Unfortunately for Scotland, broadcasting is a reserved issue. We all know that the BBC is biased against us, yet we have to pay a licence fee to them. They inevitably use that money to berate us and they don’t stick to their impartiality rules. As for the independent television companies, they look to their commercial sponsorship and backers and the majority of viewers who are English. This has been the norm for decades now and won’t change. So why are we complaining about it and have we learned nothing over the years?

After the referendum in 2014, we realised we had to do things on our own. We, the people of Scotland, became motivated to win our freedom and we’ve marched all over the country. We’re doing things Westminster and the English establishment can’t comprehend. As a result, they’re sticking their collective heads in the sand because they don’t know what to do and now see Scotland as a lost cause.

The latest opinion polls put Independence at 48% with a plus or minus of about 3%, which could put us just over the line, and that’s only for those over 18. Take into consideration those who will have the vote on the day and we could add another 3% or 4% on to this easily. As a result, the people of Scotland now believe that we’re going to achieve independence sooner rather than later.

In the 1960s the BBC tried and failed to control the rise of popular music, and as a result a number of pirate radio stations emerged and the BBC had to capitulate rather embarrassingly.
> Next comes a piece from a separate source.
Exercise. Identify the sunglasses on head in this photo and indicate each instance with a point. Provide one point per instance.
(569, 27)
However, I’m not advocating that we set up a pirate television station, but we could set up our own television channel well within the law and rules, either via a subscription channel or from the budget allocated to Holyrood.
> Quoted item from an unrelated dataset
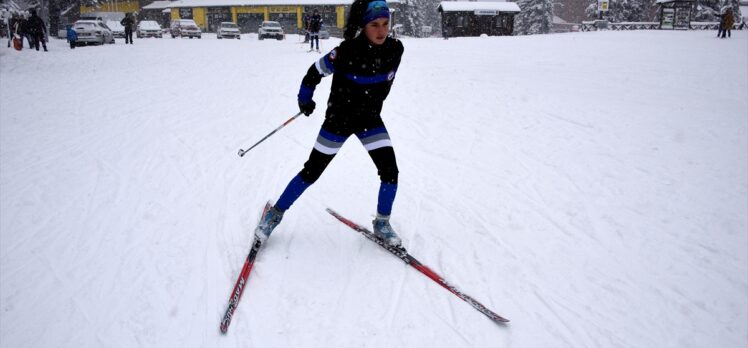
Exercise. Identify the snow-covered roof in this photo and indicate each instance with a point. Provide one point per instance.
(231, 3)
(667, 1)
(470, 6)
(159, 5)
There’s a devolved administration in Moldova and Catalonia in Spain, both of which run their own television stations from their allocated budgets. The devolved area in Moldova is an ethnic minority and smaller than Ayrshire, and if these places can do it then so can we and I believe that we should. All that is required is to purchase a license to broadcast, appoint a few executives and get some reporters who believe in independence – and there

must be some. Then we can inform the people of Scotland in an unbiased way what the truth is about events around Scotland and abroad that would be of interest to us.

If we do this, then when “the establishment” rolls out faded and aged English pop stars, comedians and former sports stars telling us how to vote, we can interview them and ask them relevant questions as to what they know about Scottish matters and if they have a vote in Scotland. The same with the English politicians when they insist that we won’t get a Section 30 order, when they know full well they’ll have to grant it because if they don’t then all they’re doing is getting more people to join the independence cause.

These same English politicians will also have to negotiate the settlement and break-up of their beloved Union they so desperately want to avoid. So obviously they want to deny what is the reality and inevitability of the independence movement.

Effectively, we the people of Scotland have decided that we are an independent nation and all that matters now are the legal niceties. As long as we keep on the right side of the law, we can push thing to the next stage before Nicola Sturgeon announces the date. A television station is the obvious next step that we need to take to resolve media bias.